Well, stupid me, (by the way I went to law school and this is one of the most technical things I have done) I bought a wiring kit from autozone and instead of just going to Ace to buy an extra length of brown wire, I used the white wire that came in the 4 wire roll as my right signal running light wire. So I went green to green, yellow to yellow, brown to brown on one side and white to brown on the other. When I got to the pigtail I just wired the white and the brown in to the same butt connector that went to the brown wire on the pig tail. Some people seem to think using the white as a signal wire won't work others seem to think it does not matter, any thoughts?

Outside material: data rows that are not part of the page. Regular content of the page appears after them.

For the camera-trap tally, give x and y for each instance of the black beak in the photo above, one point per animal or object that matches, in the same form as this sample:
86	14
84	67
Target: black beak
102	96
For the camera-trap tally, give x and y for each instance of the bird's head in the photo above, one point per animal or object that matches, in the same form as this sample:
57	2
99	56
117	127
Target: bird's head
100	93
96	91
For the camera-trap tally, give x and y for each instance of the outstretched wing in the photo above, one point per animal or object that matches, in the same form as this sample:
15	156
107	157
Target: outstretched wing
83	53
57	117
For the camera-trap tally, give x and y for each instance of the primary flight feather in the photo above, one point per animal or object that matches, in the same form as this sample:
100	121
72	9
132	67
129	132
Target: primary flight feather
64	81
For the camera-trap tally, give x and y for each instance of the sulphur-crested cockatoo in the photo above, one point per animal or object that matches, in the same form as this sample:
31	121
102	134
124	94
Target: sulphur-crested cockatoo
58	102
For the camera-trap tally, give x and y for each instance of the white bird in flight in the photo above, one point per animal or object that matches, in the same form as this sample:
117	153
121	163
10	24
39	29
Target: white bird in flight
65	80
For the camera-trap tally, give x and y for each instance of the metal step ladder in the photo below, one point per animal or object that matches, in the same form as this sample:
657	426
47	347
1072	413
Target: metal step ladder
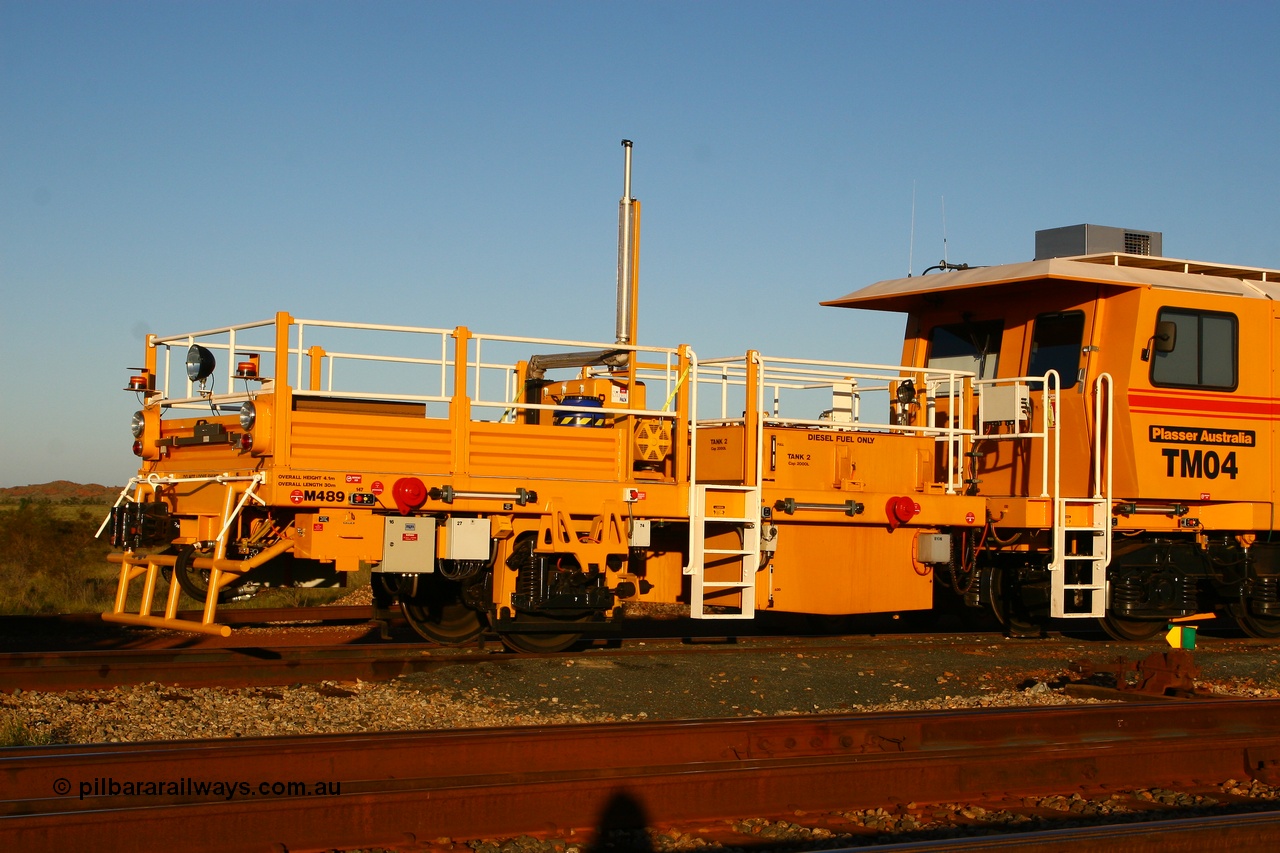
704	524
1082	551
1082	527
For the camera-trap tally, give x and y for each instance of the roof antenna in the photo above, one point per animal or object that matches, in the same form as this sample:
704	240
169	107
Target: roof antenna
944	231
910	249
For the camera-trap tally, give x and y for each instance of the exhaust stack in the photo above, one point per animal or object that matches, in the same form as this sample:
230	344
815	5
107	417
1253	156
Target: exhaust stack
627	209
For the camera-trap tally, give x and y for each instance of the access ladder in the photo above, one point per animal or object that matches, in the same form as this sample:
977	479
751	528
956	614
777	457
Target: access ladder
721	512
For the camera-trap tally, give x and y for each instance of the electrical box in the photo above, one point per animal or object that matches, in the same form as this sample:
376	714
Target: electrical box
933	547
640	533
408	546
1005	404
466	539
768	538
1096	240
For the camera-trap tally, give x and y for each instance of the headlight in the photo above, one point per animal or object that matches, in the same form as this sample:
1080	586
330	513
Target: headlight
200	363
248	414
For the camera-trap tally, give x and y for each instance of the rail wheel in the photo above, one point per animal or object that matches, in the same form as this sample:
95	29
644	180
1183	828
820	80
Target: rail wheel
193	582
1006	603
1132	629
434	609
1253	624
542	642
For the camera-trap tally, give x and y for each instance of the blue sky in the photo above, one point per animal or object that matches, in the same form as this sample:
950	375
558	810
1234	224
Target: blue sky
172	167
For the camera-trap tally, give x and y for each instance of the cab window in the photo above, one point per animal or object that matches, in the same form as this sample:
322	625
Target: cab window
967	346
1056	345
1205	352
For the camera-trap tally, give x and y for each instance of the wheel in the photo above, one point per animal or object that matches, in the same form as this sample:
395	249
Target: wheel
193	582
1008	607
1255	625
540	643
1132	629
434	609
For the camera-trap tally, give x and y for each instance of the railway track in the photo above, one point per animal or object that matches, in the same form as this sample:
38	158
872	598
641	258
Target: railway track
277	665
414	789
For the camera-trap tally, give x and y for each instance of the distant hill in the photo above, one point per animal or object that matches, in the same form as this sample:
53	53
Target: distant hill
60	492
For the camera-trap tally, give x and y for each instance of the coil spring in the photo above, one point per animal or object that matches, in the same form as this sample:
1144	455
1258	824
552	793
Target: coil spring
1125	594
1265	596
528	576
1137	592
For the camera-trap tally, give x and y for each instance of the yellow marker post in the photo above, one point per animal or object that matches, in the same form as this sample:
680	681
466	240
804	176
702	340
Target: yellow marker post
1180	637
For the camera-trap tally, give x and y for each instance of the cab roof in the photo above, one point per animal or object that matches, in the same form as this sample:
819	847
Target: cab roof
1111	268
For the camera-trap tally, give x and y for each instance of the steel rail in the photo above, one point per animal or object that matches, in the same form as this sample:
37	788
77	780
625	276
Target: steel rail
236	666
1256	831
406	789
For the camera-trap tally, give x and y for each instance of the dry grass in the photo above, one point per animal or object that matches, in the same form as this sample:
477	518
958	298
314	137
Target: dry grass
50	561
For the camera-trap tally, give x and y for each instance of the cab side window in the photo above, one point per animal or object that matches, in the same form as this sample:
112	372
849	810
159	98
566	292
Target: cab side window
1056	345
967	346
1205	352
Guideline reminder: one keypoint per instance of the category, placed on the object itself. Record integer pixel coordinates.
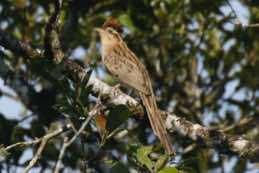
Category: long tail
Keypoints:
(156, 121)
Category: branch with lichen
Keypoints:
(201, 135)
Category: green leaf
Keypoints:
(119, 168)
(117, 115)
(142, 157)
(169, 170)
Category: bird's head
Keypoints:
(108, 35)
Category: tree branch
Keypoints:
(201, 135)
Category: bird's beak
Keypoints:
(99, 30)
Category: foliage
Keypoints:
(202, 63)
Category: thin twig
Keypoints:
(66, 143)
(37, 155)
(38, 140)
(61, 155)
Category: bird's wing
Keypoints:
(128, 71)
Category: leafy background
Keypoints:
(202, 60)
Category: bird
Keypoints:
(124, 65)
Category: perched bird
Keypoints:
(122, 63)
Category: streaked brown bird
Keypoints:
(122, 63)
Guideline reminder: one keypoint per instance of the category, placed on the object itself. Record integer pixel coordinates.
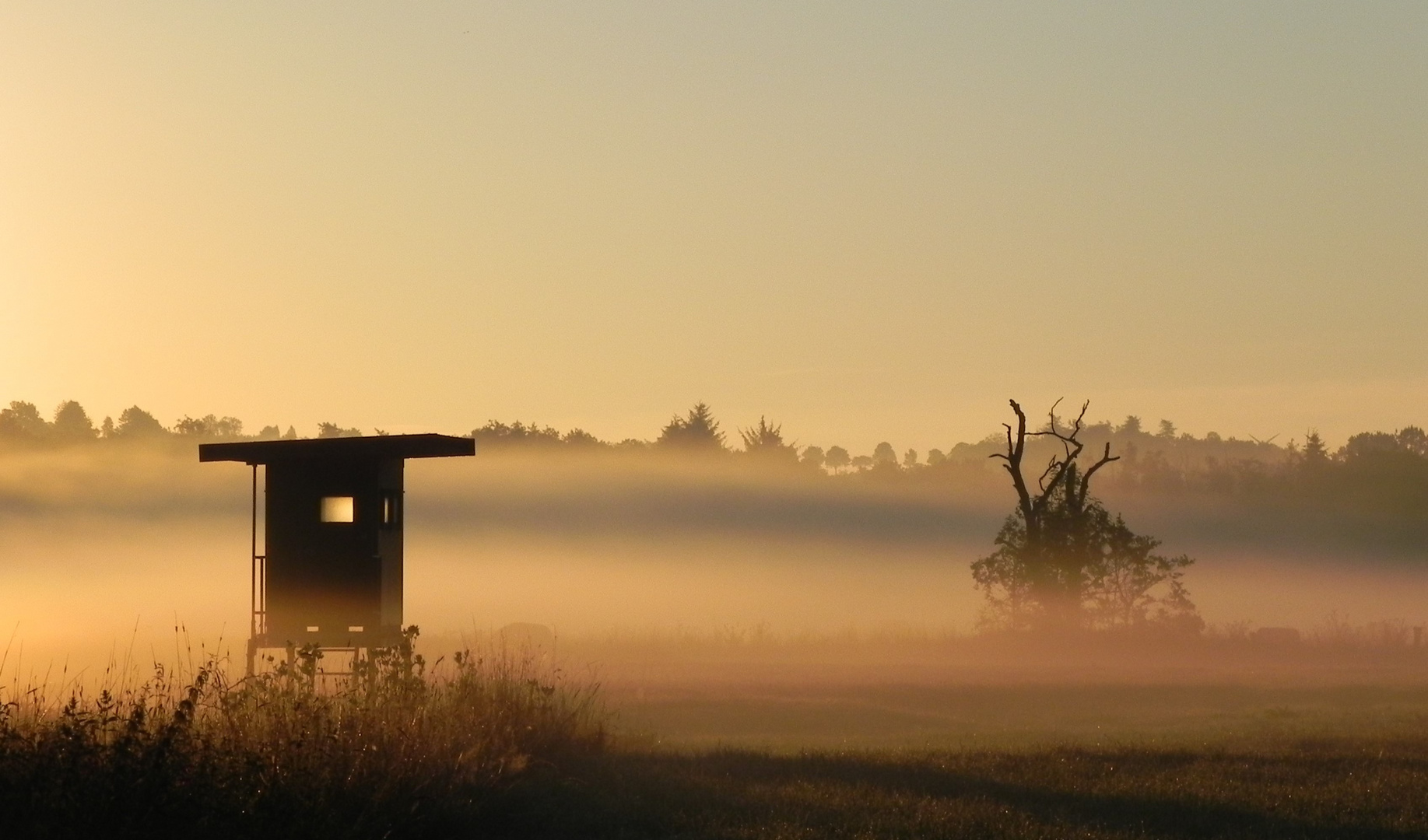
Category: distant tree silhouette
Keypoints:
(766, 443)
(336, 431)
(136, 422)
(210, 427)
(581, 438)
(496, 434)
(22, 421)
(1061, 559)
(1315, 454)
(696, 432)
(73, 424)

As to your other question I took a cone grinding attachment for my drill and ground off the paint and the rust in the post holes and where I connected the ground terminals.


----------



## lckstckn2smknbrls (May 10, 2011)

You need to follow the color coding.


----------



## chuck in nc (May 10, 2011)

itmustbeslim said:


> Well, stupid me, (by the way I went to law school and this is one of the most technical things I have done) I bought a wiring kit from autozone and instead of just going to Ace to buy an extra length of brown wire, I used the white wire that came in the 4 wire roll as my right signal running light wire. So I went green to green, yellow to yellow, brown to brown on one side and white to brown on the other. When I got to the pigtail I just wired the white and the brown in to the same butt connector that went to the brown wire on the pig tail. Some people seem to think using the white as a signal wire won't work others seem to think it does not matter, any thoughts?
> 
> As to your other question I took a cone grinding attachment for my drill and ground off the paint and the rust in the post holes and where I connected the ground terminals.



Electrically it doesn't matter if you use the white wire as a feed for the tail light. Some would mark the wire with a magic marker or brown tape but it is easy enough to see the butt splice at the harness.

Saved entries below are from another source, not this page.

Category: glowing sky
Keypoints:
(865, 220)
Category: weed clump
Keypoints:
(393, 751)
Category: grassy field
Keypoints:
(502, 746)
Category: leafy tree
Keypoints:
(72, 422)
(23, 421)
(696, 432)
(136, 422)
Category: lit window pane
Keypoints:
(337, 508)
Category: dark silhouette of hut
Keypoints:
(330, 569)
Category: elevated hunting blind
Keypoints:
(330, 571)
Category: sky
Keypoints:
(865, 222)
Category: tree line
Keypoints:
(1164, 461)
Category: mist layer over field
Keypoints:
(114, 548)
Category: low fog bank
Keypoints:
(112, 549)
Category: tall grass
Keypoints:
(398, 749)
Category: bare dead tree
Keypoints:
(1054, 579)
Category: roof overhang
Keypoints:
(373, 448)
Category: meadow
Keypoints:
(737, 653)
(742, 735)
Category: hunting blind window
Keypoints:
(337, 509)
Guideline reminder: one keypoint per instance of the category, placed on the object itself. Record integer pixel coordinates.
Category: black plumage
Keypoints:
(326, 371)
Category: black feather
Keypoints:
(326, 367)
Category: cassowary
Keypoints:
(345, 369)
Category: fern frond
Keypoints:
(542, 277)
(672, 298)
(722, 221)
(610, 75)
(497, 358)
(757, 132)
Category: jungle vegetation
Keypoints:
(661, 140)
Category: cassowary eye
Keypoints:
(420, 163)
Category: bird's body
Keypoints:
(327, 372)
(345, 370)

Did you get this thing working?

Keep it up we're gonna start with the lawyer jokes! :LOL2:


----------



## itmustbeslim (May 11, 2011)

*Success!*

So I got so angry the other day (my wife will verify) that I was in a downright pissy mood. In fact I got so angry that I ripped out all of the wiring and started over, with the same new wires. Matched everything up, and got it all in just before a massive thunder storm hit. Today I had a couple of hours so I cut everything off too, pigtails grounds etc. and brought out my deep cycle to begin testing wire by wire, and tested each light individually. The lights worked fine so I moved to the wires. I found that every wire was registering hot so the only problem left could be the grounding, which is weird since I did so much with the grounds, setting new holes wiring etc.

So what I did was I ran a ground wire all the way from each light to the ground spot on the front of the trailer where I grounded the pigtail and voila! Lights!

So I am surmising that 2 things are probably happening: I never paid much attention to the fact that the tongue of my trailer is black while the back half is white. This tells me that the guy I bought it from replaced one of the two sections and both sections were painted which means no matter where I grounded it on the back 2/3 of the trailer it would never ground enough. The other thing I think may be happening is the trailer is not metal (not a very convincing theory) But if OJ could sell himself as an upstanding citizen that did not kill his wife or Ron, then I have enough circumstantial evidence to sell a jury that the trailer is not metal.

Either way it is a flippin relief to see those lights light up. I think what I will do is run a ground wire from each light to the front ground point, then over the winter take the trailer apart and re do it. The thing I am most pissed about is that I will have to pull the wires again to run the ground wires nicely.

Thanks for all your help.


----------



## lckstckn2smknbrls (May 11, 2011)

I loop 1 ground wire to all the lights and then back to the front of the trailer.


----------



## RBuffordTJ (May 13, 2011)

Holy Cow! I'm tired after reading this...lol. I'm glad you got it figured out, chasing ground problems can be a royal pain in the defense attorney! :shock: Oops, did I just type that? :wink: 

Just having fun with you man, now go catch some fish!
Bufford


----------



## pelagicbldr (May 17, 2011)

Thanks for the info. I can build anything but don't ask me to wire a thing!


----------